Collecte déloyale de données – La Cour d’appel de Bordeaux vient de rappeler que la collecte déloyale de données peut donner lieu à des sanctions pénales. La Cnil est venu préciser le contexte et les détails de cette affaire dans plusieurs communiqués publiés sur son site internet (1).
Elle rappelle dans ces communiqués que ce dossier avait été initié par des plaintes et des témoignages de nombreuses personnes (parmi lesquelles des personnes dont les coordonnées étaient sur « liste rouge ») qui avaient vu leurs noms, prénoms et coordonnées publiés dans des annuaires en ligne, et qui considéraient que cette pratique constituait une collecte déloyale de données.
La Cnil précise d’ailleurs à cet égard que ces plaintes et témoignages avaient permis de mettre en lumière une collecte déloyale de données, les personnes concernées n’ayant jamais communiqué leurs coordonnées postales ou téléphoniques aux responsables de ces sites et n’ayant donc a fortiori pas autorisé leur mise en ligne.
Après avoir effectué de nombreuses démarches auprès des sites pour obtenir des précisions sur l’origine des coordonnées diffusées mais également en vue de faire cesser cette collecte déloyale de données et cette diffusion, en vain, la Cnil a saisi, comme l’y autorise l’article 11 2 e) de la loi Informatique et libertés (loi 78-17 du 6-1-1978), le procureur de la république de ces faits dont elle rappelle qu’ils peuvent avoir de graves conséquences (par exemple, diffusion publique de coordonnées d’une victime de violences conjugales inscrite en « liste rouge »).
Suite à cette saisine du Ministère public, l’OCLCTIC (office central de lutte contre la criminalité liée aux technologies de l’information et de la communication) avait été chargé d’effectuer les vérifications nécessaires à l’enquête, ce qui a permis d’identifier et de localiser le responsable des sites internet en cause ayant procédé à cette collecte déloyale de données.

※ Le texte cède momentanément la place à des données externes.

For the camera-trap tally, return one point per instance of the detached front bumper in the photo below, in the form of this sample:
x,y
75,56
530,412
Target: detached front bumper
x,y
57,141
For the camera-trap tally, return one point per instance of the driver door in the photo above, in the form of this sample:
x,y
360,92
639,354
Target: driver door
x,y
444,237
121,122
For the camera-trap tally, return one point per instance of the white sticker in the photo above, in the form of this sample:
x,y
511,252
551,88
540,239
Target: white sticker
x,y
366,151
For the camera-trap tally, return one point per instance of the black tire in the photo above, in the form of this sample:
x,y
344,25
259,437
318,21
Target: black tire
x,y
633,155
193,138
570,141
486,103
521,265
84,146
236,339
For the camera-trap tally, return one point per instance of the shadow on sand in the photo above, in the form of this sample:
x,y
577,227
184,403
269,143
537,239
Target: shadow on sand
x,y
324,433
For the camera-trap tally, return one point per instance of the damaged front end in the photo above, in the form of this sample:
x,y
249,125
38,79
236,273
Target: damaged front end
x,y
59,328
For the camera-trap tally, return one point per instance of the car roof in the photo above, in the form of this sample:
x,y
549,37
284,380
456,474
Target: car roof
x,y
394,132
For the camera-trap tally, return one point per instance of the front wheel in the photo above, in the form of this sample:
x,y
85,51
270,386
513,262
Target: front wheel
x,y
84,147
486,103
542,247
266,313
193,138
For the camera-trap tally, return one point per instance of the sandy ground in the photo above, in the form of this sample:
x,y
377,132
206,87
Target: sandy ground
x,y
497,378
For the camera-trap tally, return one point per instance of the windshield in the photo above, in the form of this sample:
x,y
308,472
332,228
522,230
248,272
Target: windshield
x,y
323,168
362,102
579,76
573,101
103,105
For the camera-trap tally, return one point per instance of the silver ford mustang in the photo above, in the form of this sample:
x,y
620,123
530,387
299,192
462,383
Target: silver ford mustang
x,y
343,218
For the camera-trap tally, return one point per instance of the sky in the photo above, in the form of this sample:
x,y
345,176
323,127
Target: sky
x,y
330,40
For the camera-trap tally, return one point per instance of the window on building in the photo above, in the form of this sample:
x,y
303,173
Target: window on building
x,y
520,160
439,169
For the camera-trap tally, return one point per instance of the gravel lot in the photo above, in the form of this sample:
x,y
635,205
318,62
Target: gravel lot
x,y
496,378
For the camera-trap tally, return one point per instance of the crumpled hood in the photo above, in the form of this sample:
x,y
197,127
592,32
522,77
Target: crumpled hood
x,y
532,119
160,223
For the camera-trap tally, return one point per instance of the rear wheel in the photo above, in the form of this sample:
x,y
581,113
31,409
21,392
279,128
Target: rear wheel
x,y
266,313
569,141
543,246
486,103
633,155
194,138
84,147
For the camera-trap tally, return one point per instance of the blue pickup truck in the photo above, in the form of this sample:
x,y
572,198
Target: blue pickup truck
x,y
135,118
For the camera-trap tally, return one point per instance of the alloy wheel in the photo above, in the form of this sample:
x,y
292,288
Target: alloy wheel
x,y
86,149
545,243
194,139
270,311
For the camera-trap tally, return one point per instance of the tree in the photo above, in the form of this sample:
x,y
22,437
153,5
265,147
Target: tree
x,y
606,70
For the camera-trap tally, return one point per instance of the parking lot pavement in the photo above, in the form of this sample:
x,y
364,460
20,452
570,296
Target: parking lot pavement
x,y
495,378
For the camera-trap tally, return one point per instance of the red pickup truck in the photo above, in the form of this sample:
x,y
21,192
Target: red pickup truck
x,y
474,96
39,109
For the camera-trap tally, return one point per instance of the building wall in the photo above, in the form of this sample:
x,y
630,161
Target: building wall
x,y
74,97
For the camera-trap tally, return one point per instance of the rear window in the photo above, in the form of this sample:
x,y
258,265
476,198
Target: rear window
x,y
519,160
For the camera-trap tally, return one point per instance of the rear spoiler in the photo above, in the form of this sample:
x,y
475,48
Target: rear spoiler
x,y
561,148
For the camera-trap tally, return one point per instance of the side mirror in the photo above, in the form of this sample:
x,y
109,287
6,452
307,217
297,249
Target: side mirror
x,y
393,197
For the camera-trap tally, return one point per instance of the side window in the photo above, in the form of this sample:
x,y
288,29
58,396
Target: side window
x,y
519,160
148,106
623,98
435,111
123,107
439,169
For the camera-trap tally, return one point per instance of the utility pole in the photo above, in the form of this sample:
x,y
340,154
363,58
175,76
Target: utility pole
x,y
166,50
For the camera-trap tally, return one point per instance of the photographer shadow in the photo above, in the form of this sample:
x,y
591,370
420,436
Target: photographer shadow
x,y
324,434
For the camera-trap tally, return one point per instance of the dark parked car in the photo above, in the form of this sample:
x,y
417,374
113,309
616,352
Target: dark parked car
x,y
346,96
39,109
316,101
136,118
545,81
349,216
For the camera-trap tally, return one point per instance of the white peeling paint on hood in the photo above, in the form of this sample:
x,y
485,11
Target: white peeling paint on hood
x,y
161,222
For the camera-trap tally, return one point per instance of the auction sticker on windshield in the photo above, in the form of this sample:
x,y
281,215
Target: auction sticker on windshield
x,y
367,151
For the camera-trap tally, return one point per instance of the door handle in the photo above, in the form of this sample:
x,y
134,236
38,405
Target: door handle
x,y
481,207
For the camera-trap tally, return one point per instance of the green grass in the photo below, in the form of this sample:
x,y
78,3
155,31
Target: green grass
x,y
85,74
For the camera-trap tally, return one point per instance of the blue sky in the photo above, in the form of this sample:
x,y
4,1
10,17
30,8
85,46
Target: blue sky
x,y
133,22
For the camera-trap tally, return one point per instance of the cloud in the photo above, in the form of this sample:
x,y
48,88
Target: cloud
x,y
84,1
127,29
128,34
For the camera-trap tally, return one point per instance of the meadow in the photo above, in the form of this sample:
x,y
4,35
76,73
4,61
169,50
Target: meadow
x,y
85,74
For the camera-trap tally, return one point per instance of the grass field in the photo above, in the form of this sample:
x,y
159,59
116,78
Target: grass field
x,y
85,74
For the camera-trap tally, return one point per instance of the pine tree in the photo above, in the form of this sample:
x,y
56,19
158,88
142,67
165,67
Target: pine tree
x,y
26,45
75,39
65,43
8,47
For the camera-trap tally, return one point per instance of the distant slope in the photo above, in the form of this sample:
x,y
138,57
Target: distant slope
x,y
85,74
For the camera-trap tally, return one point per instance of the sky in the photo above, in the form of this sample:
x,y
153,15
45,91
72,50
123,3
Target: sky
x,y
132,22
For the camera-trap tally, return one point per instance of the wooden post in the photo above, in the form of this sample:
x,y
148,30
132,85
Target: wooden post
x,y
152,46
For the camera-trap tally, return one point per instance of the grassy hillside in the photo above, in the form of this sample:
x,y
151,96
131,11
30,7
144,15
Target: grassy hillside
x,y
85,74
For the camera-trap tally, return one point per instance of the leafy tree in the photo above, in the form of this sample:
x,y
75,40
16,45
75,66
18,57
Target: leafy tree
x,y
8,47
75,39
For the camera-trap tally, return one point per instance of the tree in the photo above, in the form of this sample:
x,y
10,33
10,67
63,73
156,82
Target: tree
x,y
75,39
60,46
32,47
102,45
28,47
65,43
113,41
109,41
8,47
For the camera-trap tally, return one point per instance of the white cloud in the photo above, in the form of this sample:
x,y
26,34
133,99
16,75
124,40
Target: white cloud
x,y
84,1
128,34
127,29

En pratique, il est en effet apparu dans le cadre de l’enquête que les différents annuaires étaient édités par un même responsable qui avait développé un logiciel lui permettant de collecter les données à partir de diverses sources (le journal des associations, Google, l’annuaire universel, l’INSEE), de les mettre en forme et de les diffuser dans ses annuaires en ligne.
Le Tribunal correctionnel de Bordeaux avait considéré que cette pratique, consistant à recueillir les coordonnées des personnes sur les espaces publics d’internet à leur insu, constituait une collecte déloyale de données dans la mesure où ce procédé faisait obstacle au droit d’opposition de ces personnes. Le défendeur avait alors interjeté appel de cette décision.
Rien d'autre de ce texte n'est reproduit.